As the world heads for its next major crisis,Handelsblatt
muses on whether "… the stock market has lost all touch with reality". There are certainly good reasons to be sceptical, it opines.
Meanwhile, Germany's Wolfgang Schäuble has unveiled to Speigel
"his master plan" (their word, not mine) in the run-up to this week's European Council in Brussels. The German finance minister wants the EU Monetary Affairs Commissioner to have more power, allowing him to vet and approve the budgets of eurozone members.
Interviewed by the magazine, economist Thomas Straubhaar reveals more of the underlying thinking, stating that, if a member state keeps its house in order, there needs to be no outside pressure. That is where Germany obviously feels it will remain for, in a "phased plan", only if problems arise is there a second step.
It is then, says Straubhaar, that a "procedure" should be initiated and only if the rules are not followed is there a third stage where a member state "gives up some of its autonomy". At that stage, their economy is "centrally managed by the Monetary Affairs Commissioner".
The situation, we are told, would be similar to a French department run from Paris, only in this particular case, everything would be decided in Brussels. On this, Die Welt
has Schäuble "cracking the whip", declaring that: "If someone wants to achieve or prevent something, it requires negotiation and threats, above all at the European level".
This paper, however, does not see this wholly as a negotiating tactic, acknowledging that the EU commission currently lacks the means to enforce the deficit procedure under the stability pact.
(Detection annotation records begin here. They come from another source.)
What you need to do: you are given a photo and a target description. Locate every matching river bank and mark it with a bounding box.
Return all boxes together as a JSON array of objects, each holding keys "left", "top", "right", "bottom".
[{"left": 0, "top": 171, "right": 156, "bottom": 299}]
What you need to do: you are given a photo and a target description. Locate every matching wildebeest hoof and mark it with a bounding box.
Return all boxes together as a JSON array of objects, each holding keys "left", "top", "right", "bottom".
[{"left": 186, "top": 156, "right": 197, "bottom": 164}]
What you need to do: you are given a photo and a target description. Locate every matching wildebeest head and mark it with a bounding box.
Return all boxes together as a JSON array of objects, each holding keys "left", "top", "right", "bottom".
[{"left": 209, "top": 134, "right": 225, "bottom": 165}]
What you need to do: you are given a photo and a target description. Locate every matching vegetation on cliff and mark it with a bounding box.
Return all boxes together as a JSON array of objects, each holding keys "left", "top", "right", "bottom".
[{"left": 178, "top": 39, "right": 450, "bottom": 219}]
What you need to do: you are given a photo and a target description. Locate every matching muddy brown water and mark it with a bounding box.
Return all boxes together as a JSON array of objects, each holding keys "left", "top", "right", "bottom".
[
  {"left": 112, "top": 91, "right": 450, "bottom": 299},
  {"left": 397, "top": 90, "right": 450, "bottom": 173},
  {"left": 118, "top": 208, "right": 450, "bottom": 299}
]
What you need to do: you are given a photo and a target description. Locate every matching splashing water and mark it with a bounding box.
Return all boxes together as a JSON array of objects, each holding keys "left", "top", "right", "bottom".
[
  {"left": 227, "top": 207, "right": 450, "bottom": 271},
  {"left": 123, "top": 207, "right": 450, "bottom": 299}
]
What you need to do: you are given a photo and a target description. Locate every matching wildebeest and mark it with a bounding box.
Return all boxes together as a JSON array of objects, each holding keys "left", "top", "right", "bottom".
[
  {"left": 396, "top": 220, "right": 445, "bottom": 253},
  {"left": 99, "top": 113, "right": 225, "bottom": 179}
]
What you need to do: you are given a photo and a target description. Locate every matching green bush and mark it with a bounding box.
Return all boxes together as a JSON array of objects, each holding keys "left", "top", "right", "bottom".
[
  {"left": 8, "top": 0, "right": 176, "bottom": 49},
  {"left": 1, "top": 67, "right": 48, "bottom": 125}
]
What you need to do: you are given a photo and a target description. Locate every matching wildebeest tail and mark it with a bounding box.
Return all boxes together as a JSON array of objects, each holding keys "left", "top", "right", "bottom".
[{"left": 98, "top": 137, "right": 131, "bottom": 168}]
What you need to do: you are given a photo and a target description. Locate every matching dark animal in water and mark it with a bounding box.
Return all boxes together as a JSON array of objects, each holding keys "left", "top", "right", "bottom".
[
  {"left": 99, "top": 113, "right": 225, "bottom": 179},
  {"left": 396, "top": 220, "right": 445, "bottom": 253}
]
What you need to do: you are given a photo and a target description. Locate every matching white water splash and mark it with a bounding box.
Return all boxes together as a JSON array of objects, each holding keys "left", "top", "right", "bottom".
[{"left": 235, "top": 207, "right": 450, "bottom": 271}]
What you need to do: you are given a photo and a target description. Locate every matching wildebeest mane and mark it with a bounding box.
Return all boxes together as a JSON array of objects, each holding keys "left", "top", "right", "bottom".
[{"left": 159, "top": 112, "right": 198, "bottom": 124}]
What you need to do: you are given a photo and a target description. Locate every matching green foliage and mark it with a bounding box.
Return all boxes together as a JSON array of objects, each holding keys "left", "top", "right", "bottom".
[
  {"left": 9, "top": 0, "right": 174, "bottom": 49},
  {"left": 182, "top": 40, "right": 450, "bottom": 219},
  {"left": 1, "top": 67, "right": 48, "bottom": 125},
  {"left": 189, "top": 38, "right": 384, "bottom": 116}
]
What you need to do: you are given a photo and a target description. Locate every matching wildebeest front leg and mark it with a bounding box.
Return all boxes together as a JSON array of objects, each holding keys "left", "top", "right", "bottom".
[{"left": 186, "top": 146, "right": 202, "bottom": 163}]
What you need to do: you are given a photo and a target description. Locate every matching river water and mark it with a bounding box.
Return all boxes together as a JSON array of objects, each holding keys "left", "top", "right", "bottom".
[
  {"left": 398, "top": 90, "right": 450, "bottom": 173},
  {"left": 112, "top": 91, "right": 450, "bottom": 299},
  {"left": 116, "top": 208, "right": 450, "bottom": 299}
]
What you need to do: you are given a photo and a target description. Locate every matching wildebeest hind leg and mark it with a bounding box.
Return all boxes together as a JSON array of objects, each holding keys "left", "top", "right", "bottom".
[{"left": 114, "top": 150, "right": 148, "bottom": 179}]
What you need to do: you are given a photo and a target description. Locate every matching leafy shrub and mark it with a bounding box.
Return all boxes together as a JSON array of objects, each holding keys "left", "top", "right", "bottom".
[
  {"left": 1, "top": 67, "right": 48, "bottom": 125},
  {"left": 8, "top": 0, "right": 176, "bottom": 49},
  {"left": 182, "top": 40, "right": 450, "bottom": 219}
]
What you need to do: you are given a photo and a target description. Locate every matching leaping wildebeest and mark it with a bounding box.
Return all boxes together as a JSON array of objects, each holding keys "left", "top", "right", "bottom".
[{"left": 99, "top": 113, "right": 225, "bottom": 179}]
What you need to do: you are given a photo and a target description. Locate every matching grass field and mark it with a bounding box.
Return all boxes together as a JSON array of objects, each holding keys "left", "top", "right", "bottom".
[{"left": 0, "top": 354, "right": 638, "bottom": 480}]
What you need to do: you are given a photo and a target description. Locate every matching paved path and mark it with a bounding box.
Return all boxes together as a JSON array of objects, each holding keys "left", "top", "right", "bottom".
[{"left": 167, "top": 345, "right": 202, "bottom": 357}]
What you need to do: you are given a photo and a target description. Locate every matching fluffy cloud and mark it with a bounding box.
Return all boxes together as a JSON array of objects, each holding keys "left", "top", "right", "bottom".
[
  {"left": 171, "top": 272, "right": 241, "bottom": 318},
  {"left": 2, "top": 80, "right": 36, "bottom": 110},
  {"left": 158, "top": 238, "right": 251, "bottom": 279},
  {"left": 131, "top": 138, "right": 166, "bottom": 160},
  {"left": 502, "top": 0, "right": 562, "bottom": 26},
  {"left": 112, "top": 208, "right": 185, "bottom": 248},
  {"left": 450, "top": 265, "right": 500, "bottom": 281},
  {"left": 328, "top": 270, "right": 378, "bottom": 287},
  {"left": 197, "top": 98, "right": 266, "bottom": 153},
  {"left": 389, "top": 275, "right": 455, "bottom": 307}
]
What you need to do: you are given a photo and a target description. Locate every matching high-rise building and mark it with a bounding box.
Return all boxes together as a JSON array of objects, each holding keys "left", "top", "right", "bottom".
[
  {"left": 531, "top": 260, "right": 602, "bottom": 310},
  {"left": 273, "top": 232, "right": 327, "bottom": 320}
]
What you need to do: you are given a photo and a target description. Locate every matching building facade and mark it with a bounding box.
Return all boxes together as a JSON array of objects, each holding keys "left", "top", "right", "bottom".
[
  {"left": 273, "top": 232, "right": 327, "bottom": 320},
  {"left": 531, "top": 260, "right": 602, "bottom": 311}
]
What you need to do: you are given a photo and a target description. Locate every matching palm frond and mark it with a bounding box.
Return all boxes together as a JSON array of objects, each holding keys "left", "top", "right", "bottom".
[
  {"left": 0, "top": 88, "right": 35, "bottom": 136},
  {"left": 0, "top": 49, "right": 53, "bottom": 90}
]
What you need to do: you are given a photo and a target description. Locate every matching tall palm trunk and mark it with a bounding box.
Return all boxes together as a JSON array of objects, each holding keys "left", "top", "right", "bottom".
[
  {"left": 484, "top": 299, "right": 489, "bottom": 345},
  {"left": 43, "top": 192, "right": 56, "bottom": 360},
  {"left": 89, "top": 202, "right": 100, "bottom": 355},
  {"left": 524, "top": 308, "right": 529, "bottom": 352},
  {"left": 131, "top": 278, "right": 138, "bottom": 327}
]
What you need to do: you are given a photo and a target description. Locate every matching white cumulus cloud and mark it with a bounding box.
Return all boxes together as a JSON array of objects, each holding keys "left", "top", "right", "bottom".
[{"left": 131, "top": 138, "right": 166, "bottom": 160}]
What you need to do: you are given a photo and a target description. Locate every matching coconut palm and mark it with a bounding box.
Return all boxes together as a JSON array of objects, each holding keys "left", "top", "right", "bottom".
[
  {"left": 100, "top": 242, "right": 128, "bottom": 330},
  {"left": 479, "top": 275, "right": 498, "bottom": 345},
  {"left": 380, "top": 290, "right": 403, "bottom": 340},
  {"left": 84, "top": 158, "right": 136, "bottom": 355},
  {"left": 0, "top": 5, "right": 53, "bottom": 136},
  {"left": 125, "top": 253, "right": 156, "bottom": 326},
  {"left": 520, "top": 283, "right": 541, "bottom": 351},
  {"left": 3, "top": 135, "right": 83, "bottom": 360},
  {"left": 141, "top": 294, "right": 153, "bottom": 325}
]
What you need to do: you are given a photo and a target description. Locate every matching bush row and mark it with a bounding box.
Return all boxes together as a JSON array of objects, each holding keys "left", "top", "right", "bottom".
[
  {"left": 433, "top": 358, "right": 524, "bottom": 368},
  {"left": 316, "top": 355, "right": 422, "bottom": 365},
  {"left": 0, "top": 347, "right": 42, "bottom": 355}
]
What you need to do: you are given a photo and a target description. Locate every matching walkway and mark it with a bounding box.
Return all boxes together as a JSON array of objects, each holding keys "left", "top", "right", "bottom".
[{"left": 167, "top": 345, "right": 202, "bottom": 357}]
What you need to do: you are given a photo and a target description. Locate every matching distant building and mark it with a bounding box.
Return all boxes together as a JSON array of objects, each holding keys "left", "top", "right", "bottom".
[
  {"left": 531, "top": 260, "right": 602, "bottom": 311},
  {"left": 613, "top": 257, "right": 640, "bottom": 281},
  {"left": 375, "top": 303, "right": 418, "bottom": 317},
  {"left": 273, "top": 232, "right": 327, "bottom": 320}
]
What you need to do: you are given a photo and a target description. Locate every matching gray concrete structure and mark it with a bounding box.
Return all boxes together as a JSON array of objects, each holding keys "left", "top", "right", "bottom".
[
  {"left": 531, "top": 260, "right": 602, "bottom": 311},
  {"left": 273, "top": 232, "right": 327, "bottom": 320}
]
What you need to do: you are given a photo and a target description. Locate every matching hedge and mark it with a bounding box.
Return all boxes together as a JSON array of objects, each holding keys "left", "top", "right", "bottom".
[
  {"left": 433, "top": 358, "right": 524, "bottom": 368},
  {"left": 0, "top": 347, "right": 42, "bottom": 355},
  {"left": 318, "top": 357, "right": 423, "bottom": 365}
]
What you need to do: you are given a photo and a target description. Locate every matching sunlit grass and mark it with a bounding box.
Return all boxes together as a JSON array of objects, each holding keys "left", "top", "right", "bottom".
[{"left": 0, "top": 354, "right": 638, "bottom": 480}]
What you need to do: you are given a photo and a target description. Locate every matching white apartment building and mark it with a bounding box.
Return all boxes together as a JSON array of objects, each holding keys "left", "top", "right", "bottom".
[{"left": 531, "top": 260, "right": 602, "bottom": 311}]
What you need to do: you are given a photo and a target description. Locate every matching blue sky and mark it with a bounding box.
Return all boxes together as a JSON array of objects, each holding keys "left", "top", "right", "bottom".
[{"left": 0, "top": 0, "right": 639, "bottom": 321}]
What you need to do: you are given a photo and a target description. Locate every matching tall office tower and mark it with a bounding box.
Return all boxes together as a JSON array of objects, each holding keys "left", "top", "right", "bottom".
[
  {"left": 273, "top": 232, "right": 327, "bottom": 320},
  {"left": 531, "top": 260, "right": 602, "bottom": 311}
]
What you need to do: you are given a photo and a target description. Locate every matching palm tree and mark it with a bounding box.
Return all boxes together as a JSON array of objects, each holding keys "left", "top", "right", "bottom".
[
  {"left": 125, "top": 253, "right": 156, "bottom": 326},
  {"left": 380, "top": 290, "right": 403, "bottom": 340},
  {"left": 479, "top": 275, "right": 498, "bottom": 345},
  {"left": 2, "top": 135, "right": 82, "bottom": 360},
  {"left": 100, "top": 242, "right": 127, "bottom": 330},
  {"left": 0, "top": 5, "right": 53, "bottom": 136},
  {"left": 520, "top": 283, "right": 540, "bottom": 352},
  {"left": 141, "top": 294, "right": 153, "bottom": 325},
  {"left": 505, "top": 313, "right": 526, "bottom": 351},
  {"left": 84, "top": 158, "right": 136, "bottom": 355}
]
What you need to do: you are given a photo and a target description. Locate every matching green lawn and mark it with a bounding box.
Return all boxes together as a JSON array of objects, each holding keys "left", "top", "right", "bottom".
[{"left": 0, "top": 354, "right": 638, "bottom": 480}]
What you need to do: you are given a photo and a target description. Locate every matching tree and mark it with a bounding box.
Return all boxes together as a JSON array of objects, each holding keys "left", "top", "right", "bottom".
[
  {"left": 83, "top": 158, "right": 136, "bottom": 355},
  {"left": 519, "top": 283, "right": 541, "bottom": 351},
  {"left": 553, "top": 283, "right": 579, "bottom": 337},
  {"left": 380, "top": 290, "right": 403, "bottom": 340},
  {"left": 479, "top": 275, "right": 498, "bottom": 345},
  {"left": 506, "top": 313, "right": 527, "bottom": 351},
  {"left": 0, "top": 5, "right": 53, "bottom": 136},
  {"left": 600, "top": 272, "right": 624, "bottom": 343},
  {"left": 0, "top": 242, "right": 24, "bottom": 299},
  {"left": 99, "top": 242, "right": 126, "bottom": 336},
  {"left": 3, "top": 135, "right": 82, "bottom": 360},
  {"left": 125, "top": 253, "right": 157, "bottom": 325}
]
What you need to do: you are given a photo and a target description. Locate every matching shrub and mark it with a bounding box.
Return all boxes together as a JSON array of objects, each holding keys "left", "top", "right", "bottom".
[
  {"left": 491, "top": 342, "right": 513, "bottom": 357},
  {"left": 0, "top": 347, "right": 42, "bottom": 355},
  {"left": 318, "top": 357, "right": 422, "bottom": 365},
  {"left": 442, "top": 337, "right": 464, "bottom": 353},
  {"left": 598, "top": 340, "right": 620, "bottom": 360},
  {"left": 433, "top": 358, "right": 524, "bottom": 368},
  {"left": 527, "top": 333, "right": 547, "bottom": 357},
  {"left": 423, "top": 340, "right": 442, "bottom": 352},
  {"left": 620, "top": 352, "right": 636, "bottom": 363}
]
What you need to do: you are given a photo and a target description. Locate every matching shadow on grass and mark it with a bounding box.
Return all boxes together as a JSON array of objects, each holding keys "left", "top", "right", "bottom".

Thus, if debt is to be communitarised then individual countries need to submit not only to greater scrutiny, but also be prepared to cede sovereignty over their own budgets to other euro partners.
Then, the EU parliament must be more closely involved, but only MEPs from countries affected by decisions should vote on them.
As a sign of the times, however, kiddy-fiddler Daniel Cohn-Bendit believes
the eurozone should go further.
There needs to be a federation, he says, acting together and jointly responsible for common policies, complete with a euro-army. We need a common foreign policy and a European currency for our shield, he adds. We cannot all be in the same boat and then each row in a different direction. Either we row together or go under.
Schäuble is going far enough though. "We must make greater strides towards fiscal union", he says, adding that the EU must have a Monetary Affairs Commissioner, "who is respected and feared".And there comes the rub. He is talking of a "well-prepared convention", with steps made in December to start the ball rolling, the convention working to "a tight schedule".
That much is flying a kite, as it contravenes the line taken by Merkel
, who is often having to rein in her finance minister.
Nevertheless, we are seeing the battle lines beginning to emerge
, whence on Thursday and Friday, the Council will discuss the quartet's interim report
. What they have produced is, according to Schäuble, too vague. It does not go far enough and sets the wrong priorities.
What is clear enough though, is that the "colleagues" are applying the proposals exclusively to the eurozone. Mr Cameron is going to find it harder and harder to exert any leverage. His opportunities for renegotiation are looking ever more distant as he is edged further and further into the cold.